Beats me. But here is an example of Christian values.

Every one of those religious groups which you’ve listed has current (or at least very recent) violence directed against those of other faiths. Care to explain your prejudice?

Oh well, if you’re only trying to exclude the top scorer in the global religious-terror contest, then you’re fine.

If it’s religious terror in general that you’re opposing, though, you might want to look a little more carefully at some of those also-rans.

For instance:

Also:

Personally, my “embrace welcome” level for prospective immigrants is dependent not on their general religious identification, but rather on what they’ve been up to before their immigration attempt.

Governments around the globe aren’t spending billions of dollars and thousands of man/hours to stop attacks accompanied by “Vishnu Akbar” as they are with ones accompied by “Allahu Anbar.” Why is that so hard to grasp? Scale and scope matter!!

This is in both re to u and Kimstu as well.

Well, a few governments, including the US, are spending a hell of a lot of money to (try to) catch a Christian terrorist group over in Africa, just to name one. I don’t see you whining about that.

:smack:

Christianity is just as inimical to Western values as Islam is. Western civilization is a defiance of Christianity.

White men who haven’t accomplished much trying to take credit for things other white people did.

“Hey, you have to respect me! My skin’s the same color as the guy who invented the light bulb!”

The left doesn’t support Islam. The left supports freedom - such as the freedom to practice your religion without government interference.

And the left is fully aware that some of the people whose rights it supports would not return the favor.

A religious test for say awarding green cards to immigrants already legally in the US would almost surely fail a 1st amendment challenge. Such a test for people who aren’t and have never yet been in the US? That’s much less obvious. Constitutional protections don’t necessarily apply to non-US citizens/legal residents outside the US, as shown in many cases.

But there’s a limited value in speculating about such a hypothetical court case. I don’t think a religious test for immigrants is desirable: not practical, negative diplomatic fall out etc. : I oppose it. But I wouldn’t have any problem with a vetting regime that as a practical matter drastically reduced immigration from the ME and portions of Asia and Africa where Islamist extremism is a serious problem. That’s where the probability is greatest of exacerbating the problem of ‘home grown’ Islamic terrorism.

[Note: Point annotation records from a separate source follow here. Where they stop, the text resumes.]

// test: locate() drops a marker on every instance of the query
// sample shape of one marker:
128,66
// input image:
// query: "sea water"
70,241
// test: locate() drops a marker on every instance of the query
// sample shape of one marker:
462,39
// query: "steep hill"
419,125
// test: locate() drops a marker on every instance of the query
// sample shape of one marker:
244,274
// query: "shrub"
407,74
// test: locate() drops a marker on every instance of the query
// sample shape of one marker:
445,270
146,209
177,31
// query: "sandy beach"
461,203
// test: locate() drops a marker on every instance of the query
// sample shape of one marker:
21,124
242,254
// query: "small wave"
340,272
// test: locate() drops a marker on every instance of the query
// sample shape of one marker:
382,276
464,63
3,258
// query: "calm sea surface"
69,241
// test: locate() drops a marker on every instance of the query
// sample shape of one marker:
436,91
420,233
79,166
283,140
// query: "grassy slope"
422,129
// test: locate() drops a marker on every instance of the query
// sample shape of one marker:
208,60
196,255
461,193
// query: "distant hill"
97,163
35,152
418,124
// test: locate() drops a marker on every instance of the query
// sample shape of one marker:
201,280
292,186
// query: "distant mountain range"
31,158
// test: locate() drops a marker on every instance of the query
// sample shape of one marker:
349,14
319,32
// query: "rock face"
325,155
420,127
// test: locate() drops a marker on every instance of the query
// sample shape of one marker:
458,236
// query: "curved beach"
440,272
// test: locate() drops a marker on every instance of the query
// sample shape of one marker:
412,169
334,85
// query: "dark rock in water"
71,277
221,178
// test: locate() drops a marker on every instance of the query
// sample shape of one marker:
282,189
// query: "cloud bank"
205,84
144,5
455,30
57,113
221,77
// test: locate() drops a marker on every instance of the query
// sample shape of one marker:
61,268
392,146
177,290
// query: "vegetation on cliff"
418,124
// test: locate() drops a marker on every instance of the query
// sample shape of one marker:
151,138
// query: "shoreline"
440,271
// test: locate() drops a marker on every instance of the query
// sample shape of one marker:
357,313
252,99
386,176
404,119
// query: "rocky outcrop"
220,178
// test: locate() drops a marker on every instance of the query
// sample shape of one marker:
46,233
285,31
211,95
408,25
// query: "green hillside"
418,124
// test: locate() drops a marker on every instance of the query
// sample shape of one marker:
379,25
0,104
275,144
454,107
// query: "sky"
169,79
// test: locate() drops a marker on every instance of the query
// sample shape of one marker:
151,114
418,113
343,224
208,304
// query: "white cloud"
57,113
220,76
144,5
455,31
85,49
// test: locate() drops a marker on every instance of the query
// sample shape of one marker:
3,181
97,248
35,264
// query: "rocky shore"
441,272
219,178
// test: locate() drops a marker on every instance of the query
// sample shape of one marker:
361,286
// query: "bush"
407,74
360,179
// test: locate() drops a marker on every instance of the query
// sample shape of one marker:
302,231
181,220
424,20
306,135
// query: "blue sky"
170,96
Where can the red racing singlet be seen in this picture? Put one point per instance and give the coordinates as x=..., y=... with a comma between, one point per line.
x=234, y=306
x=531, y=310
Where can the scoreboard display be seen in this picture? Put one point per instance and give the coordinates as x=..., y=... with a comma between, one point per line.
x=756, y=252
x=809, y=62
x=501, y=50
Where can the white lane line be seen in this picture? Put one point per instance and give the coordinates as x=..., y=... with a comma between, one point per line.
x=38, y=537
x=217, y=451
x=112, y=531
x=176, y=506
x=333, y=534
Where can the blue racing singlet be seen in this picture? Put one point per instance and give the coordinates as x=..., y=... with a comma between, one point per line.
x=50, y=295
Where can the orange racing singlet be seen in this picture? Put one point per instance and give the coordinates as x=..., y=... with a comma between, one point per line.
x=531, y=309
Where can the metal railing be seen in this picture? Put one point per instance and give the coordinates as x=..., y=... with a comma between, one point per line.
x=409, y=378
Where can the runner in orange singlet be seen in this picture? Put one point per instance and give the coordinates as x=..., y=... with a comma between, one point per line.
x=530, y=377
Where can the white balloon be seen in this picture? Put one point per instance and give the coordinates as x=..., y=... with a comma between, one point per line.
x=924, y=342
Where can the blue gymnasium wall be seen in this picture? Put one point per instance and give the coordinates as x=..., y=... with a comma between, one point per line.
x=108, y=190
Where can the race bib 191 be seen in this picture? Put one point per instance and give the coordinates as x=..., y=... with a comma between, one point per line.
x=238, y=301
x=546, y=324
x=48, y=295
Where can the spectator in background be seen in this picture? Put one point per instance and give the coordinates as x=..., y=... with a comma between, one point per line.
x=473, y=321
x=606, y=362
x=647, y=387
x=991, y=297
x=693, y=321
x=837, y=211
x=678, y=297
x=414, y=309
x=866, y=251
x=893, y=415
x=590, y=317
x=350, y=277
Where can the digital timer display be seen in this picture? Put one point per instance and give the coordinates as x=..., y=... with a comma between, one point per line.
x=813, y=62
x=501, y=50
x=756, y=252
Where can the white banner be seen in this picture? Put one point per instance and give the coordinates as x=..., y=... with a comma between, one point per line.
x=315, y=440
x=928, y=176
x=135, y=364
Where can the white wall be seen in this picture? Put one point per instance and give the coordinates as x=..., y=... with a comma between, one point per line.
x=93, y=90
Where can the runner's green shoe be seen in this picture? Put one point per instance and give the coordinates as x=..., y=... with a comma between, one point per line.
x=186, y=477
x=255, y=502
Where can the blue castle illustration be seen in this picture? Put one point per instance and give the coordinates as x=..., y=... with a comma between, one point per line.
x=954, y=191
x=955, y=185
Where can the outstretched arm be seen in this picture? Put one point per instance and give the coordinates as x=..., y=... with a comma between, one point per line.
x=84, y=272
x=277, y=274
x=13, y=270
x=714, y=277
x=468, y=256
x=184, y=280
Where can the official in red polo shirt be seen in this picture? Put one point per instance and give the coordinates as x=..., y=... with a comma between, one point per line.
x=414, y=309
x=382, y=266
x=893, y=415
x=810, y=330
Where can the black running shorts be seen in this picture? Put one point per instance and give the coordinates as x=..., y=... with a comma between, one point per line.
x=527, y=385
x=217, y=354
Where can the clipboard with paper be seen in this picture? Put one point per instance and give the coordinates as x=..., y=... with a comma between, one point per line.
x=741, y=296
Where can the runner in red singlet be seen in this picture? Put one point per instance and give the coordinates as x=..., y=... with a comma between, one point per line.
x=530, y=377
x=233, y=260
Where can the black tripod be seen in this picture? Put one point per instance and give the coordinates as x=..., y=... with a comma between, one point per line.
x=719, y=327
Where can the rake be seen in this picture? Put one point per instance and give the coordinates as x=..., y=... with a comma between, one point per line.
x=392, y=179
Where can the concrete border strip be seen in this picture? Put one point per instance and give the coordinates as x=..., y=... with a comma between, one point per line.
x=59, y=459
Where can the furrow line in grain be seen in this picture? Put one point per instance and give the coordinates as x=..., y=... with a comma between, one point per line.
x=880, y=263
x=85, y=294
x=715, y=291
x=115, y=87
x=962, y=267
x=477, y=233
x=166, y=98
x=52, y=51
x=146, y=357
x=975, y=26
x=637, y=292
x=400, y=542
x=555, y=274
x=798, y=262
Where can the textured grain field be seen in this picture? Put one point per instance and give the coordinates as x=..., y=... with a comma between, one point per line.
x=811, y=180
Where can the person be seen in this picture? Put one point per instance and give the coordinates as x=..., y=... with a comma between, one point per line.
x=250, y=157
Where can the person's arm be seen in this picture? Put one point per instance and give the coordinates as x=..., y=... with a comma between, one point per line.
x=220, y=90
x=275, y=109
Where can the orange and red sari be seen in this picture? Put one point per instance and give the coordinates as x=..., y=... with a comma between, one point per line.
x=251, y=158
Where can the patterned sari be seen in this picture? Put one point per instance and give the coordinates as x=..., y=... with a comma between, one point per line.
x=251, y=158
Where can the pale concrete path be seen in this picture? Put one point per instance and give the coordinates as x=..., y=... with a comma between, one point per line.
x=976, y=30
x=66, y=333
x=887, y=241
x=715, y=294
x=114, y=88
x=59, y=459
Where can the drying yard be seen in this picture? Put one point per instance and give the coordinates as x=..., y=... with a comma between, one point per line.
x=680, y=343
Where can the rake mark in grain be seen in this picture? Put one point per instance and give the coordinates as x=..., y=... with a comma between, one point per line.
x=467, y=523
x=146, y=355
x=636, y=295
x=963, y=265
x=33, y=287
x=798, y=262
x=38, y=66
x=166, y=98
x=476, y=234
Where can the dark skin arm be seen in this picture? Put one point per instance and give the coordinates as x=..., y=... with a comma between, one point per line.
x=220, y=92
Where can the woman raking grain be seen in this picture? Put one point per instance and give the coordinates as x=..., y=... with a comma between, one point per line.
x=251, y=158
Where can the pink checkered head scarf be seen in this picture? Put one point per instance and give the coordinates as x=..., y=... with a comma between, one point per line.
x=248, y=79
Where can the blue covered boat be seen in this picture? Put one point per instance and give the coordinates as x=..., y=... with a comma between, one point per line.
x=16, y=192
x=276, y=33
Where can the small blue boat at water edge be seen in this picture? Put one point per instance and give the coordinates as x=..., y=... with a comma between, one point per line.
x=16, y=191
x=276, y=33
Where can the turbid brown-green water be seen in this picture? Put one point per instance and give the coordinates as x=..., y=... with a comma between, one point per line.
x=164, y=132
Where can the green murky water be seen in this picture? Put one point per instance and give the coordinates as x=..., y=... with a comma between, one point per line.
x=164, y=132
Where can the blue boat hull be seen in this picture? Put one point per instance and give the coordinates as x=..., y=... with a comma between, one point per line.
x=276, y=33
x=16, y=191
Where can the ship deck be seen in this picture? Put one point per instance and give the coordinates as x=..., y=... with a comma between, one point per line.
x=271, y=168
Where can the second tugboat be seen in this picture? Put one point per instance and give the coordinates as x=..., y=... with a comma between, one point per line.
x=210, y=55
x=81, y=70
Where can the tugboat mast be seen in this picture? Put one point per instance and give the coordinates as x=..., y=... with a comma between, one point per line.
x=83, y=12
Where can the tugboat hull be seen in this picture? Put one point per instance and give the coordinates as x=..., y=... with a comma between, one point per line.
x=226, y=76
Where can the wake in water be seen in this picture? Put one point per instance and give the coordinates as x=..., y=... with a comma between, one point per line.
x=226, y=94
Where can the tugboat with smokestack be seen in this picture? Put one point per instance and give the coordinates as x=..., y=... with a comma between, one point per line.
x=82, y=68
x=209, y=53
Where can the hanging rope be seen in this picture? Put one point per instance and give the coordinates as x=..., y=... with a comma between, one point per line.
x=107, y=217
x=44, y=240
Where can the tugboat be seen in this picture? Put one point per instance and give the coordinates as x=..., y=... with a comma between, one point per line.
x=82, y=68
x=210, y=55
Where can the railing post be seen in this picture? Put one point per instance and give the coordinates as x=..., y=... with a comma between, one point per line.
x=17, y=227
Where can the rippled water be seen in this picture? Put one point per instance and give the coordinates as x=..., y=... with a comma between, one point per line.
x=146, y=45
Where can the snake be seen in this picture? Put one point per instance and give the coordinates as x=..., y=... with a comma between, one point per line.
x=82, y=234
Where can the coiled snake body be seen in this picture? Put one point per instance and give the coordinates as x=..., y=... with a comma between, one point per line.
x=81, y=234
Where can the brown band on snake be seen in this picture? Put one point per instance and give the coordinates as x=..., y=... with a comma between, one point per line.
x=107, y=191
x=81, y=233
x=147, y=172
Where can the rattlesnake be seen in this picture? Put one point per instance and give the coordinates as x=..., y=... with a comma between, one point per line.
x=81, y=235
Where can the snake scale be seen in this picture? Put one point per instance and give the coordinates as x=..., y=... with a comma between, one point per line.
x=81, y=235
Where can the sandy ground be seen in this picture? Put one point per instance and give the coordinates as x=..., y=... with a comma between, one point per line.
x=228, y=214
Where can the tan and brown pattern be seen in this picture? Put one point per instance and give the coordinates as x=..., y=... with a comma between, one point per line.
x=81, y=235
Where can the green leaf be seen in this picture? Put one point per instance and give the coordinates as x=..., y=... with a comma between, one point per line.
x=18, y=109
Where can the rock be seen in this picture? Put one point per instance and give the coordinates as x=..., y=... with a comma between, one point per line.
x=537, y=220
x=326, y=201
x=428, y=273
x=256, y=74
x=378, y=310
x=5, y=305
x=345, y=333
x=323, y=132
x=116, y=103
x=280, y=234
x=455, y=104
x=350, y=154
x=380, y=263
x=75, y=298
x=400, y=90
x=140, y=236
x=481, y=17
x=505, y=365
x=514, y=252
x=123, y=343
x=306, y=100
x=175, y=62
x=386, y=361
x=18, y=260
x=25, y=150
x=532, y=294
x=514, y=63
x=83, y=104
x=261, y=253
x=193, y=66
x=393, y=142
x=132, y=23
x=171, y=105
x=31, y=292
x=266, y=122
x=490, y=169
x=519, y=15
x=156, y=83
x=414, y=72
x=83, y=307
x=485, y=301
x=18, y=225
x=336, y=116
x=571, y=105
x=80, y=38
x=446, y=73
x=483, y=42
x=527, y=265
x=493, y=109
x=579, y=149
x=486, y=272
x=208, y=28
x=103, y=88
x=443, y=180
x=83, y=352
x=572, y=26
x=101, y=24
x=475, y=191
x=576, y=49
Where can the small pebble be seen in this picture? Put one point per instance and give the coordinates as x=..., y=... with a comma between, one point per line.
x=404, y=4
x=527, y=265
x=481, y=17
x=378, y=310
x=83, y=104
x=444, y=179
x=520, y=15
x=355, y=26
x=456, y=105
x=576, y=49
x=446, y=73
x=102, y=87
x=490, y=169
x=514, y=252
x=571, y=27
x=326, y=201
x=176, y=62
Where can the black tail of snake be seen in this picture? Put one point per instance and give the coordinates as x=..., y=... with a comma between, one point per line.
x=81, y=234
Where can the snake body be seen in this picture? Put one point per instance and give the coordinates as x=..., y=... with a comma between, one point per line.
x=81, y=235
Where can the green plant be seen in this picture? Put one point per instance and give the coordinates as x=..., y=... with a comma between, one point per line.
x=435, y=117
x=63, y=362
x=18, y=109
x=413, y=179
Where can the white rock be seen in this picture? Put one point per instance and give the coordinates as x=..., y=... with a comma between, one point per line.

The US has no obligation whatsoever IMO to avoid ‘disparate impact’ in its immigration policies. The logic which would say my second paragraph ‘amounts to’ a religious test might potentially be valid for say a color blind policy in the US but where one race tends to do worse in the actual outcome (debatable, but potentially valid, IMO). It would have no validity whatsoever IMO when it comes to deciding which foreign people get to come to the US. There is no valid principal that the US has to set up a system of equal outcomes for people from all corners of the world trying to enter the US.

For those of you who want to restrict Muslim immigration do you consider “radical Islam” to be redundant, and if not why do you want to hinder the freedom of many because of the actions of a few?

people who are not here yet have no US rights. They only have rights when they get here. I wanna protect the physical right to safety and ultimately the rights to civil liberties that mass Muslim immigration would take away (via the ballot box, by getting pols to pander to them).

Conversely, some hold it to be self-evident, that all men are created equal, endowed with certain unalienable rights.

See, there are these things called “borders” and “nations.” Sovereign countries are characterized by having the right and ability to enforce them.

No doubt. But that has nothing to do with any principle of universal human rights.

Seem to me you define mass Muslim immigration as “one Muslim is too many”.

Do you have any evidence that 1) A significant percentage of Muslim immigrants oppose civil liberties and that 2) there are potentially enough of them to have an effect on our laws?